The participant arrived in the parking lot and notified the research staff of their arrival via phone or email. A researcher wore a face mask and met the participant in the parking lot to administer the COVID-19 screening questionnaire. If the participant passed the questionnaire, they were provided with a green sticker with the date indicating that they have passed the COVID-19 screening on that day. The researcher then escorted the participant to the laboratory abiding by COVID-19 hallway safety/capacity regulations to minimize the risk of disease exposure to students, faculty, and staff. Once the participant entered the lab, they were instructed to place their belongings in the designated belonging area. The participant was provided with a designated cubby and instructed to put on their individual heart rate monitor. The study staff measured the participant's blood pressure using an automated arm cuff while in a seated position. The study staff recorded blood pressure and heart rate and then escorted the participant over to the stationary VR bike. The participant sat on the VR bike and placed the VR HMD (with their individual face cushions that were pre-set before their visit begins) on their head. The researcher stood six feet away during the training session. The study staff started the program and the participant cycled on the stationary bike in the VR environment for a 60-min period including breaks between each session. The researcher remained six feet away from the participant throughout their 60-min cycling session. Once the participant finished the session, the study staff asked them two short questionnaires pertaining to their session that day. The participant was instructed to remove the VR HMD and rest it on the bike handlebar, step off the bike, remove their heart rate monitor and place it in their designated cubby. The participant was then escorted out of the building and back to their car by study staff.

Results

Overall, all five participants were able to participate in the VR intervention while wearing the required PPE. However, two participants reported initial feelings of claustrophobia and general discomfort while wearing a facemask and VR headset simultaneously. These feelings increased with physical exertion, until both participants momentarily pulled the facemask away from the face for breathability. Masks were then placed back over the mouth and nose before resuming the study. Most participants acclimated to this and did not move their mask for breathability after the first few sessions. Other existing safeguards including six feet distance, air filtration, and an outdoor setup help to mitigate the risk of spread. Another alternative to help this problem is to offer different types of masks like n95 and kn95 which sit farther away from the face. Furthermore, all participants briefly removed the facemask to drink water during breaks. Disposable VR eye mask covers were uncomfortable for participants to wear in the presence of face masks. When worn together, both masks would interfere with one another causing either the eye mask to be pushed upward into the participants field of view, or the face mask to be pushed downward exposing more of the face. Although studies have shown that it is safe and feasible for healthy subjects to participate in moderate-strenuous aerobic physical activity with a face mask on (Epstein et al., 2020), there is no information about the feasibility of wearing a face mask in the presence of an eye mask for VR. As an alternative to disposable VR eye mask covers, participants were assigned an individual VR face polyurethane foam cushion for personal use during training. This was made possible with study funding to mitigate the issue of sharing equipment. Participants reported that these cushions were more comfortable than disposable VR eye masks.

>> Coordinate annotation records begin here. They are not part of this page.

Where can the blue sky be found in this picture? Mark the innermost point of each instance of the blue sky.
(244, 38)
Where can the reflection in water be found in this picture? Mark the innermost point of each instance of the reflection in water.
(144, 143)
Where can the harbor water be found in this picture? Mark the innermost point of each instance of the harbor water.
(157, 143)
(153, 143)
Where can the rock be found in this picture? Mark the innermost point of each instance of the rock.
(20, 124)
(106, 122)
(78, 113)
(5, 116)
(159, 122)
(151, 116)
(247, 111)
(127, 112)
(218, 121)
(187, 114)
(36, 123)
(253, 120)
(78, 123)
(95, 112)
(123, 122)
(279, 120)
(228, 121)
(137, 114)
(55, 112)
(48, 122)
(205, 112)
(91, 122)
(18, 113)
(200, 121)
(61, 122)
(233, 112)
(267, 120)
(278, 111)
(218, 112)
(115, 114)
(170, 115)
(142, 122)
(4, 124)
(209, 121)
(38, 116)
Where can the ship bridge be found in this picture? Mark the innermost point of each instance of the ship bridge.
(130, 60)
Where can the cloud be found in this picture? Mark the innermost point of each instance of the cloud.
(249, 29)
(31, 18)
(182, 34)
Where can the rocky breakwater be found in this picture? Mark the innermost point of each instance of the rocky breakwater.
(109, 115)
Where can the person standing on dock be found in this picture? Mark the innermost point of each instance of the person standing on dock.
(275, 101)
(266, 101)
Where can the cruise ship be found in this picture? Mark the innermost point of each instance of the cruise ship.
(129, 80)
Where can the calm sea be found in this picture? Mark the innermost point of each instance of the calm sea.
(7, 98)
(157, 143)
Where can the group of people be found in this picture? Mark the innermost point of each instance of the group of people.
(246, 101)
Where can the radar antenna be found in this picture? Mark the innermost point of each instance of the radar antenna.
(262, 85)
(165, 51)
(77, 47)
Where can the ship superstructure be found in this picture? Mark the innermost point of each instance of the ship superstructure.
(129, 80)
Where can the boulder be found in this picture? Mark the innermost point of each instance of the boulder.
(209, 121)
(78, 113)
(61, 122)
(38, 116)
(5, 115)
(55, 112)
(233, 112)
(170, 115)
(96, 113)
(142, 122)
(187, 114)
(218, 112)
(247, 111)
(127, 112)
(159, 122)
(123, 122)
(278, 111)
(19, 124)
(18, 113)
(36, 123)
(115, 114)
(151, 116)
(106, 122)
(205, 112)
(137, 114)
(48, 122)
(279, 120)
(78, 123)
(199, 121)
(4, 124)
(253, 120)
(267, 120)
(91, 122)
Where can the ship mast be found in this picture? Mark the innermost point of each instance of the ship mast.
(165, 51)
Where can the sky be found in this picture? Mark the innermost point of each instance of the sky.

None of the five participants or three study staff reported any COVID-19 symptoms on our 8-item checklist or reported a positive COVID-19 test. COVID-19 testing was not mandatory for participants or study staff. Voluntary testing was available to all staff at no cost through university resources. More than 40 COVID-19 tests were completed by the study staff over a 6-month period.

All participants were surveyed about the study safety regulations in response to COVID-19. Five questions were administered using a Likert scale of 1–4. Four of the questions included options 1 indicating not at all, two indicating somewhat/slightly, three indicating very, and four indicating extremely. One question was administered using one as strongly disagree, two as disagree, three as agree, and four as strongly agree. No neutral “no response” option was provided. Four (80%) participants strongly agreed that the required PPE for this VR intervention was comfortable while one (20%) participant strongly disagreed. Two (40%) participants responded that they felt the research staff PPE was extremely important, two (40%) participants responded very important and one (20%) slightly important. Three (60%) participants reported that they were extremely satisfied with the established sanitization and safety protocols for the study while two participants (40%) were very satisfied. All (100%) of the participants reported that the research team addressed their concerns with returning to research “extremely well.” Participants reported to be either “very likely” (40%) or “extremely likely” (60%) to participate in another virtual reality study during the COVID-19 pandemic. Although the 4-point Likert scale provided a limited number of response options, studies report “there is no major difference in terms of means, standard deviations, item-item correlations, item-total correlations, Cronbach's alpha or factor loadings” between a 4-, 5-, 6-, or 11- point Likert scales (Shing-On, 2011).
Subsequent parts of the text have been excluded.